19. Januar 2016

"Politische Diskussion schadet nicht"

Am 21. Januar beginnt im Kanton Bern die Unterschriftensammlung für die Initiative "Für demokratische Mitsprache - Lehrpläne vors Volk". 













Markus Dähler und Rahel Gafner vom Initiativkomitee, Bild: Adrian Moser
Last-Minute-Initiative gegen den Lehrplan 21, Bund, 19.1. von Adrian Moser

Besser spät als nie – so könnte das Motto des Komitees lauten, das am Montag vor die Medien getreten ist, um seine Initiative gegen den Lehrplan 21 zu lancieren. Längst ist die Weiterbildung für die Schulen im Gang, im Sommer 2018 soll der neue Lehrplan im Kanton Bern eingeführt werden.

Die IG Starke Volksschule Kanton Bern will das im letzten Moment verhindern. «Für demokratische Mitsprache – Lehrpläne vors Volk!», lautet der Titel ihrer Initiative, für die am 21. Januar die Unterschriftensammlung beginnt.

Für die eingeladenen Journalisten war im kleinen Sitzungszimmer im Berner Rathaus am Montag Mittag nur wenig Platz; nicht nur vier Mitglieder des Initiativkomitees waren bereits da, sondern auch vier SVP-Grossräte: Patrick Freudiger, Samuel Krähenbühl, Thomas Knutti und Sabina Geissbühler.

«Essen Sie einen Apfel», drängte Markus Dähler, Lehrer und Mitglied des Initiativkomitees, die Ankommenden. Er habe eine entsprechende Zusatzausbildung und wisse deshalb, dass Schüler in einer Mathematikprobe eine um 0,2 Punkte bessere Noten erzielten, wenn sie zuvor einen Apfel gegessen hätten.

Dann fragte er Rahel Gafner, Mutter und ebenfalls Mitglied des Initiativkomitees, ob sie eigentlich Duzis seien und ob er ihr «noch eine Auflockerung geben» könne.
«Es ist sehr befremdlich, dass der Lehrplan 21 von Anfang an unter Geheimhaltung ausgearbeitet wurde», sagte Gafner, die danach den offiziellen Teil eröffnete. Die Öffentlichkeit sei etwa nie darüber informiert worden, dass «zunehmend individualisierter und selbstgesteuerter Unterricht angestrebt» werde und dass die Lehrer zu «Lernbegleitern degradiert» werden sollten.

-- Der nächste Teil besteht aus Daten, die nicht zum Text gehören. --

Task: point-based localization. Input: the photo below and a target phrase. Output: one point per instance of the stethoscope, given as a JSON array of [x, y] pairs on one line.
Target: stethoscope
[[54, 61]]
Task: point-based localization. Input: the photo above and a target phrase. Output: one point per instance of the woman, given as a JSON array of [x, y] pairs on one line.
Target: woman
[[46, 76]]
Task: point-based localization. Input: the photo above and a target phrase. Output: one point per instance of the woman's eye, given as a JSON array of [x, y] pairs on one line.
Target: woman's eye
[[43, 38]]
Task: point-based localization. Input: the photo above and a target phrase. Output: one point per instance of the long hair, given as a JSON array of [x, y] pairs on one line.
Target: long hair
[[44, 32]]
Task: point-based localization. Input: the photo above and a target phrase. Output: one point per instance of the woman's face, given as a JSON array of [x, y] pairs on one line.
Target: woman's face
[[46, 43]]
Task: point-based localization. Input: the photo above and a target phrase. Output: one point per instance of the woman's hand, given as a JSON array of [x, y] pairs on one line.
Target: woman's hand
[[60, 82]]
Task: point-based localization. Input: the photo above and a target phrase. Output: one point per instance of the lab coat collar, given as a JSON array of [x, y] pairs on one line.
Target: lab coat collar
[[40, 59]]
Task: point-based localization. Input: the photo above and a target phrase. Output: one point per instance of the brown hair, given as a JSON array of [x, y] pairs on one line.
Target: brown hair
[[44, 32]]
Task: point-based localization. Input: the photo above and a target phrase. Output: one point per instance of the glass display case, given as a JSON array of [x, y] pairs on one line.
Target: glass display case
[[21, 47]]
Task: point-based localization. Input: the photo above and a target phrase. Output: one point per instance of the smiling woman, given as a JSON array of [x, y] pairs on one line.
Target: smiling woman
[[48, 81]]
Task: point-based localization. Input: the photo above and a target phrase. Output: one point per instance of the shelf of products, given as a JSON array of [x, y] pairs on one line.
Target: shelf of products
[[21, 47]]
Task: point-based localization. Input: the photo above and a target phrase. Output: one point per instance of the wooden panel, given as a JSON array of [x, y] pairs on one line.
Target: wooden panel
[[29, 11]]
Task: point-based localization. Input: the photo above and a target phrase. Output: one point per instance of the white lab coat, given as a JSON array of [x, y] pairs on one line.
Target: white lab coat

Die Initianten befürchten, dass «insbesondere die bildungsschwächeren Kinder» im Unterricht nach Lehrplan 21 überfordert sein werden. Sie sprechen von einem Projekt «ohne Konzept» und «ohne pädagogischen Mehrwert».

Das Volk soll entscheiden
Die Initiative richtet sich nicht direkt gegen den Lehrplan 21. Sie verlangt, dass neue Lehrpläne künftig dem Grossen Rat vorgelegt werden müssen und dass gegen dessen Entscheid das Referendum ergriffen werden kann. Das soll rückwirkend auch für den Lehrplan 21 gelten. Heute liegt die Kompetenz, einen neuen Lehrplan einzuführen, beim Regierungsrat. Die Initianten sehen darin einen Mangel an Demokratie.

«In einem direktdemokratischen Land ist es selbstverständlich, dass wir Bürgerinnen und Bürger in wichtigen Fragen zur Aufgabe der Volksschule mitreden», sagte Gafner. Dass die politische Diskussion über ein so detailtiefes Dokument wie den Lehrplan der Schule schaden könnte, glauben die Initianten nicht.

«Der Grosse Rat würde vor allem über die zusätzlichen Kosten diskutieren, die der Lehrplan 21 verursacht», prophezeite Markus Dähler. Er glaube nicht, dass das Parlament über Unterrichtsinhalte diskutieren würde.

«Wir sind ein Bürgerkomitee»
Das Initiativkomitee besteht mehrheitlich aus Eltern und ehemaligen Lehrern aus dem Berner Oberland. Nicht öffentlich engagieren wollen sich bekanntere Lehrplangegner aus dem Kanton Bern wie der Bieler Lehrer Alain Pichard und der emeritierte Pädagogikprofessor Walter Herzog – sie sitzen lediglich im Unterstützungskomitee.
Der Grund für die Zurückhaltung ist die Haltung der Initianten: Rahel Gafner und andere stammen aus einem christlich-konservativen Umfeld. Gafner sieht darin kein Problem. «Wichtig ist mir, dass wir kein politisches, sondern ein Bürgerkomitee sind», sagte sie. Tatsächlich sitzen im Initiativkomitee keine Politiker.

Im Unterstützungskomitee aber sind es einige: Die SVP ist darin mit Abstand am besten vertreten, gefolgt von der EDU.